А. ОГАНОВ: С этого я начинал мою исследовательскую деятельность, с изучения вещества Земли. Потом занялся более общей проблемой, изучения любого вещества под давлением. 

М. БАЧЕНИНА: Это жутко интересно! Когда я готовилась, читала, смотрела, возник вопрос: мы достаём из недр Земли какие-то материалы, ископаемые, что угодно, там они под одним давлением в недрах, а у нас – под другим. Мы этим как-то пользуемся, или это нам вредит? И как мы это знание применяем? 

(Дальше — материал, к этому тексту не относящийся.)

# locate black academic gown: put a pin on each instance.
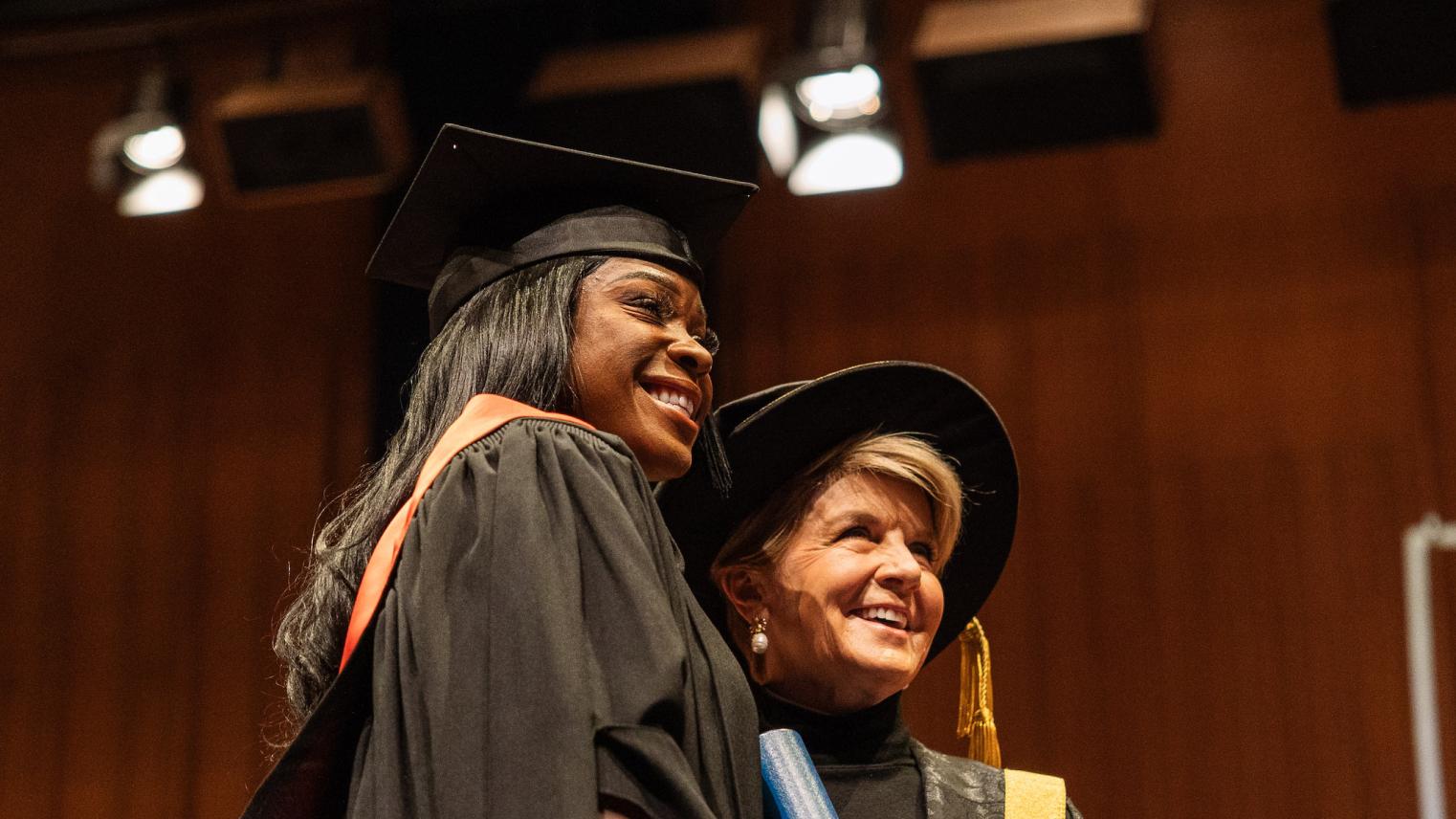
(536, 649)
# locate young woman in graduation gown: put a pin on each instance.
(508, 609)
(871, 513)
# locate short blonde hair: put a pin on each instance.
(763, 537)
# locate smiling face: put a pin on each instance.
(641, 362)
(853, 601)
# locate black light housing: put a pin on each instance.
(1389, 52)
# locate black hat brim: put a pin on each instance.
(775, 434)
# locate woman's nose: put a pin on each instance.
(898, 567)
(688, 353)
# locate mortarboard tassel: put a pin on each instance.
(974, 720)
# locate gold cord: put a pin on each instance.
(974, 720)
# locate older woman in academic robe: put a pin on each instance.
(871, 513)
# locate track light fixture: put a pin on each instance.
(822, 119)
(142, 156)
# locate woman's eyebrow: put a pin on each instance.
(655, 277)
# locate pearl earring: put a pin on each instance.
(759, 630)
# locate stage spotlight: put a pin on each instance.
(820, 117)
(140, 158)
(855, 161)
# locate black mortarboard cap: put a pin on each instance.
(484, 206)
(772, 436)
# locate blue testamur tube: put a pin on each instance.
(791, 786)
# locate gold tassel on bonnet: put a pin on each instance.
(974, 720)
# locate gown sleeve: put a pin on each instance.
(529, 659)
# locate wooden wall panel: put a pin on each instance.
(181, 394)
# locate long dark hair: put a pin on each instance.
(511, 339)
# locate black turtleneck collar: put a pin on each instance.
(872, 736)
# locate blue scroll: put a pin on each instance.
(791, 786)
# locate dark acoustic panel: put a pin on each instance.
(300, 147)
(1388, 52)
(1035, 98)
(706, 127)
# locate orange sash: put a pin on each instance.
(482, 415)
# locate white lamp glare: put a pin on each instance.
(166, 191)
(840, 95)
(155, 149)
(778, 133)
(848, 162)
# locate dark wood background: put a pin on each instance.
(1226, 356)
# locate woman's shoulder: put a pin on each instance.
(552, 436)
(959, 780)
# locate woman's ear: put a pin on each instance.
(744, 590)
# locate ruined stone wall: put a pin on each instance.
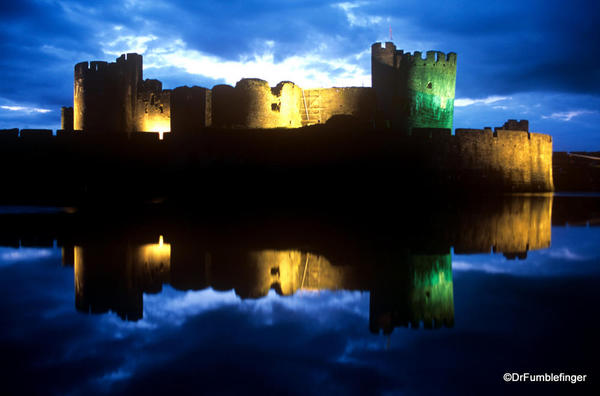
(191, 109)
(153, 112)
(105, 94)
(519, 160)
(66, 118)
(413, 92)
(320, 104)
(260, 106)
(224, 99)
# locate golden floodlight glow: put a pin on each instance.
(158, 124)
(155, 254)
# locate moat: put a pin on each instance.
(438, 296)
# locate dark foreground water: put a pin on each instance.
(173, 308)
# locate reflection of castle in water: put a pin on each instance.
(410, 289)
(407, 285)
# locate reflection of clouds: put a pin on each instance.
(10, 256)
(173, 308)
(490, 268)
(563, 254)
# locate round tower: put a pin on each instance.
(413, 92)
(105, 94)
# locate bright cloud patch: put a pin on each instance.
(356, 19)
(307, 70)
(486, 101)
(25, 109)
(13, 255)
(567, 115)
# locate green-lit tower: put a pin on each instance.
(413, 92)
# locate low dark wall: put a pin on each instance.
(307, 163)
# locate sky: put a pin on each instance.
(517, 59)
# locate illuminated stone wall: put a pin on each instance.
(191, 109)
(320, 104)
(66, 118)
(413, 92)
(260, 106)
(105, 94)
(517, 160)
(153, 112)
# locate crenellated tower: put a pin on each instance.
(105, 94)
(412, 91)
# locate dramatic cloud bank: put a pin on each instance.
(546, 54)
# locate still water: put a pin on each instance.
(425, 302)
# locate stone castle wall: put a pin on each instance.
(522, 161)
(320, 104)
(153, 107)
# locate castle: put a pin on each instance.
(411, 96)
(407, 92)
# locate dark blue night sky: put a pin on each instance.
(523, 59)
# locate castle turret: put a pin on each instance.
(66, 118)
(105, 94)
(412, 91)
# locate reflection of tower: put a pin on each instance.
(114, 276)
(252, 274)
(413, 92)
(417, 289)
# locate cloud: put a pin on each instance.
(568, 115)
(462, 102)
(25, 109)
(10, 256)
(563, 254)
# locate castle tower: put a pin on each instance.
(413, 92)
(66, 118)
(105, 94)
(261, 106)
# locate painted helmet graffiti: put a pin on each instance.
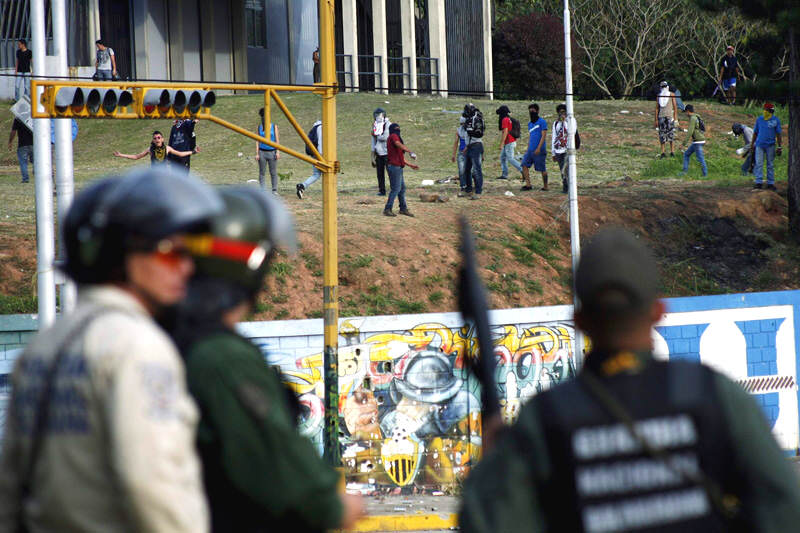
(428, 377)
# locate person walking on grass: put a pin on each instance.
(315, 136)
(666, 119)
(266, 155)
(396, 161)
(24, 146)
(536, 156)
(159, 151)
(697, 137)
(380, 134)
(508, 141)
(766, 131)
(22, 69)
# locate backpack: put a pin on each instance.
(312, 136)
(474, 125)
(516, 129)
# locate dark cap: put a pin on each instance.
(617, 274)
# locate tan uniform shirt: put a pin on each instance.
(118, 453)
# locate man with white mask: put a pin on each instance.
(665, 119)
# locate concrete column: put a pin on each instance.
(488, 76)
(379, 41)
(409, 31)
(350, 40)
(438, 37)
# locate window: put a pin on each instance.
(255, 24)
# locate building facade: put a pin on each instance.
(410, 46)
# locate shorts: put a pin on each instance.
(538, 162)
(666, 130)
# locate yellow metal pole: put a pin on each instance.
(330, 232)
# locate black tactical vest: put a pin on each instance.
(603, 481)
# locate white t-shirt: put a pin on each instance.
(104, 58)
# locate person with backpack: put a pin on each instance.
(559, 144)
(396, 161)
(380, 134)
(260, 474)
(767, 129)
(536, 156)
(510, 132)
(315, 136)
(697, 136)
(100, 428)
(266, 155)
(474, 128)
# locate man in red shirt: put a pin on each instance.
(396, 161)
(508, 143)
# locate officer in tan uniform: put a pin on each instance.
(100, 430)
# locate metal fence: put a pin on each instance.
(428, 74)
(370, 72)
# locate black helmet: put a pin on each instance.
(243, 237)
(133, 212)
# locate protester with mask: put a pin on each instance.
(396, 161)
(747, 136)
(380, 134)
(666, 118)
(100, 427)
(508, 143)
(536, 156)
(765, 133)
(260, 473)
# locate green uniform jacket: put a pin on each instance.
(504, 492)
(260, 473)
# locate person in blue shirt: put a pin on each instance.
(267, 155)
(765, 132)
(536, 155)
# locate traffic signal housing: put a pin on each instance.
(100, 100)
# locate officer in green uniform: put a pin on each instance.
(259, 473)
(632, 444)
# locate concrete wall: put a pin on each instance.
(410, 415)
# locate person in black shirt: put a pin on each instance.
(24, 146)
(182, 139)
(22, 68)
(728, 71)
(159, 151)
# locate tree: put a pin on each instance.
(528, 56)
(625, 41)
(785, 14)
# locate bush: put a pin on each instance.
(528, 54)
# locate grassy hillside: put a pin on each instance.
(393, 265)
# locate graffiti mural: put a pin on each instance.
(409, 410)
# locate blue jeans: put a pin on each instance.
(768, 153)
(24, 155)
(507, 156)
(697, 149)
(22, 85)
(397, 188)
(316, 174)
(474, 153)
(461, 158)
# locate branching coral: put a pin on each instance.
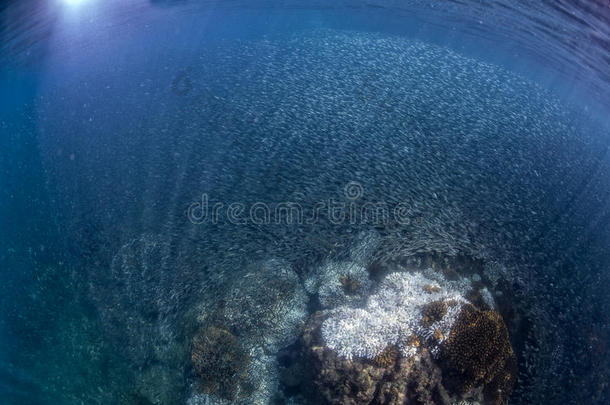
(392, 315)
(219, 361)
(340, 283)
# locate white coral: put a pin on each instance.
(392, 315)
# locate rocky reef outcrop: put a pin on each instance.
(418, 340)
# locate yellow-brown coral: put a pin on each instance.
(478, 352)
(387, 358)
(431, 288)
(349, 284)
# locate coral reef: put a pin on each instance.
(405, 304)
(219, 361)
(266, 306)
(340, 283)
(263, 311)
(417, 340)
(389, 378)
(478, 352)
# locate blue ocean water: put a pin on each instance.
(147, 146)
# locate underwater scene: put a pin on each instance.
(304, 202)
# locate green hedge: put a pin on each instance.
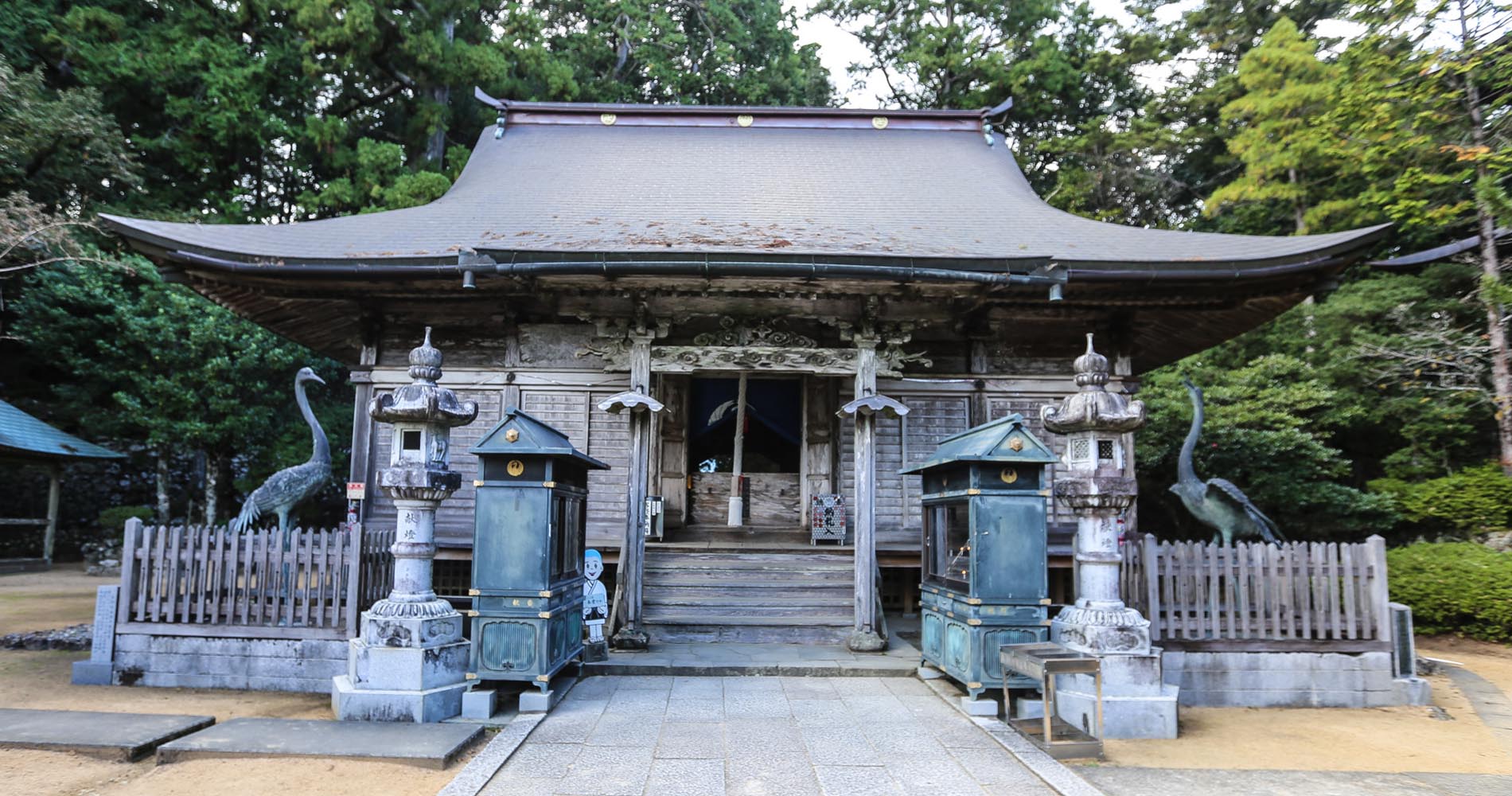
(1458, 587)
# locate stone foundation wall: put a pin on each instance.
(1270, 680)
(259, 665)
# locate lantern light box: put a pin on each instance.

А. ОГАНОВ: В отношении полезных ископаемых это не оказывает влияния. Но знания, понимание того, из чего состоит наша планета, из каких материалов, очень важно. Лик нашей планеты, процессы, которые в ней происходят, диктуются процентов на 90. Атмосферные физики, может быть, со мной поспорят, но поскольку их нет, на 90% это диктуется тем, что происходит внутри Земли. Мантия Земли твёрдая, находится при достаточно высокой температуре и испытывает определённые стрессовые нагрузки связанные с тем, что какие-то её фрагменты более нагретые, а какие-то менее. Те, что более, имеют меньшую плотность за счёт теплового расширения и очень медленно поднимаются вверх. Мантия Земли, хотя вещество твёрдое, находится в состоянии пластического течения со скоростью примерно 1 сантиметр в год. Вы скажете – пустяки, но умножьте это на 100 миллионов лет. Вы обнаружите, что вещество мантия Земли проделывает путь в тысячи, если не в десятки тысяч километров за геологические периоды. Это определяет тектонику плит, дрейф континентов. Когда-то Южная Америка и Африка были одним континентом, а сейчас на какое расстояние они разошлись! Именно из-за этих самых мантийных потоков вещества, из-за тектоники плит. Горообразование, Гималаи, Кавказ – все они образовались именно благодаря течению мантийного вещества. Вулканы, землетрясения. 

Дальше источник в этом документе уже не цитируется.